I run a stack of privacy and attention defenses on my browser. Sometimes new
attacks come out and I lose ground, as with browser fingerprinting. But
sometimes new attacks come out and run aground on the protections I already
have - the various cryptocurrency mining scripts, for instance, were all
stopped because I disabled Javascript for unrelated reasons.

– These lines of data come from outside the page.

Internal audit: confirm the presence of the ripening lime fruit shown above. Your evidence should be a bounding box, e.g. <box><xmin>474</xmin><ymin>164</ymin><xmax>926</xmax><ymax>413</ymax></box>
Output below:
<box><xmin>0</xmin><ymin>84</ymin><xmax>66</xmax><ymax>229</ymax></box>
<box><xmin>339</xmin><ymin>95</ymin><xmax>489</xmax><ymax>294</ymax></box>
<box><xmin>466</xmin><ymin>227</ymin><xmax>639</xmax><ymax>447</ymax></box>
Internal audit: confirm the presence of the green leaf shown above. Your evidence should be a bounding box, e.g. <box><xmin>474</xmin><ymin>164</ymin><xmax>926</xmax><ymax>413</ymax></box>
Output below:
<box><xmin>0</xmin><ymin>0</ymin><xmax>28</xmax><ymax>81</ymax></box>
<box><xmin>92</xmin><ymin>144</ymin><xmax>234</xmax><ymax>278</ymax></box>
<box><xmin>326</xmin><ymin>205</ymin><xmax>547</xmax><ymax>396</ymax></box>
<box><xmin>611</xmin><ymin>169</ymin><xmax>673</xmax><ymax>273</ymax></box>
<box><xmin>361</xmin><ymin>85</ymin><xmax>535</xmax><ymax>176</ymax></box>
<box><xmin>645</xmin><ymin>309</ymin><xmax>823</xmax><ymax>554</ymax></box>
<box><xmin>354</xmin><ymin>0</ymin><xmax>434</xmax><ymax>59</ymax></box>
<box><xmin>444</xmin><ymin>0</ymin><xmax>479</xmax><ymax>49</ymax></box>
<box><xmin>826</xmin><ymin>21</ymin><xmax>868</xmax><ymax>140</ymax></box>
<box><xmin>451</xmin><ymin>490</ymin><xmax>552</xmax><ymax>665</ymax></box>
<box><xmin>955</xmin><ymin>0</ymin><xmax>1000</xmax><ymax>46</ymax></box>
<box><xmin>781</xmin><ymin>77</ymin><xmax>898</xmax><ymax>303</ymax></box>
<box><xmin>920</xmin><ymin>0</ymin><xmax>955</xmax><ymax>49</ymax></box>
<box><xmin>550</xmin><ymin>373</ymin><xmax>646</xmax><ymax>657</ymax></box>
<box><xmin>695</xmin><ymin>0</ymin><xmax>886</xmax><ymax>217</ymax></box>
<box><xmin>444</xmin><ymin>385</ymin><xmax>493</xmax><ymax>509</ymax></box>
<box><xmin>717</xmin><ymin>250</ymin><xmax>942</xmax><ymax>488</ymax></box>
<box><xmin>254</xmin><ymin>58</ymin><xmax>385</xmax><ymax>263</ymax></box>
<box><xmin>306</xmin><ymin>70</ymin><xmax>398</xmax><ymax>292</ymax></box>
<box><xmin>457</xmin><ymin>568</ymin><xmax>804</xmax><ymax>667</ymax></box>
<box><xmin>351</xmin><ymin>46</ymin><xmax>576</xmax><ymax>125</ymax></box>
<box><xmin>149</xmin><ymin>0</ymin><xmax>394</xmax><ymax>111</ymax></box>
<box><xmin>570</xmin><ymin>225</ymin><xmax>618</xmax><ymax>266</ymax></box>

Blocking the intrusion of the day is a Red Queen situation, agreed. But it's
possible to make the game asymmetric, to raise the cost of future attacks and
so do better with each round of the pattern.

------
coldtea
> _As we all know, time travelers have to be very careful when they visit the
> past, because their evolved immune systems allow them to harbor pathogens
> that the olde timey people are defenseless against._

Actually it goes both ways. Evolution doesn't have an arrow, and a because
their evolved immune systems allow them to harbor pathogen that the 10.000B.C
people had evolved to defend against might be lethal in the 22nd century.

------
Eupolemos
> "There may be a rump of voters who’ll remain susceptible to Mercerism and
> its persuasion tactics,"

Having just read "Do Androids Dream Of Electrical Sheep", I see what you did
there Cory.

------
mar77i
That reminds me: Cory will always have my attention because, as with Ron Paul,
I will take literally anything from an xkcd cartoon stick figure.